L'inflation galopante et la hausse des rendements obligataires devraient proposer un coup de fouet aux marges bénéficiaires des banques canadiennes, qui ont dépéri pendant la pandémie, mais une réponse agressive des banques centrales pourrait faire dérailler la reprise naissante des prêts et augmenter les défauts de paiement, selon les investisseurs et les analystes.

La croissance des prêts des banques canadiennes, en dehors des prêts hypothécaires, a pratiquement disparu pendant la pandémie, car le blocage et la hausse des dépôts ont ralenti les emprunts des consommateurs et des entreprises. Bien que les dépenses aient augmenté après la levée des mesures de confinement, cela ne s'est pas encore traduit par une croissance robuste du crédit.

La hausse des taux d'intérêt stimule les marges nettes d'intérêt des banques.
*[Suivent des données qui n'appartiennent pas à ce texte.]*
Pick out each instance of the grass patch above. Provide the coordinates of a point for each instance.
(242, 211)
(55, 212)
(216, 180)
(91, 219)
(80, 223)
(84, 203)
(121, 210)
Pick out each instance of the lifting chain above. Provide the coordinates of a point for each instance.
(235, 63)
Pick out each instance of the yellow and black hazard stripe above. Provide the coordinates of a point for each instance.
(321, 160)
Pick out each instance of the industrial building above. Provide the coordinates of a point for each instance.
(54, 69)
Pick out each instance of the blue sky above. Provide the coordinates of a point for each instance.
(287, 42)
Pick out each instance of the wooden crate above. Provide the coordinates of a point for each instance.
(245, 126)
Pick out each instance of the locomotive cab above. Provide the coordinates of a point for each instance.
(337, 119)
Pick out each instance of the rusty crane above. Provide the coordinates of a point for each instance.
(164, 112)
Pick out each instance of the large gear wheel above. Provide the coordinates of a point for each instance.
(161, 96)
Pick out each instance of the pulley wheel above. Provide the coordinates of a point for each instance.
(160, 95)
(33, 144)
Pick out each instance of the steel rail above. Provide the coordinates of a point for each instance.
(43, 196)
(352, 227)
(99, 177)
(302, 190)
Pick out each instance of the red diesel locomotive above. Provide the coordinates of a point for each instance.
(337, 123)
Mais l'incertitude quant à la persistance de l'inflation et à la rapidité de la hausse des taux assombrit les perspectives de reprise du crédit l'année prochaine, comme l'espéraient les investisseurs.

"Si (la Banque du Canada et la Réserve fédérale américaine) augmentent les taux trop rapidement, cela étouffe la croissance économique, et la demande de prêts diminuera. ... Cela serait négatif pour les banques et aurait un impact négatif sur la rentabilité", a déclaré Rob Colangelo, vice-président et agent de crédit principal chez Moody's Investors Service.

Une réponse agressive augmenterait les coûts de gestion des prêts, ce qui accroîtrait le risque de défaillance. Les banques augmenteraient les provisions pour créances douteuses, ce qui entraînerait un ralentissement de la croissance des bénéfices.

Et compte tenu de la récente poussée de la demande de prêts hypothécaires à taux variable, une hausse rapide des taux rendrait les emprunteurs plus vulnérables, ce qui pourrait entraîner des pertes sur prêts, a déclaré Mike Driscoll, responsable des institutions financières nord-américaines chez DBRS Morningstar.

Les dernières données montrent que l'inflation a atteint un niveau record de 4,7 % en octobre, soit près de deux décennies. Alors que les marchés monétaires s'attendent à une hausse dès mars et à cinq en tout l'année prochaine, la Banque du Canada a réitéré cette semaine que les augmentations ne sont pas attendues avant les trimestres intermédiaires de 2022.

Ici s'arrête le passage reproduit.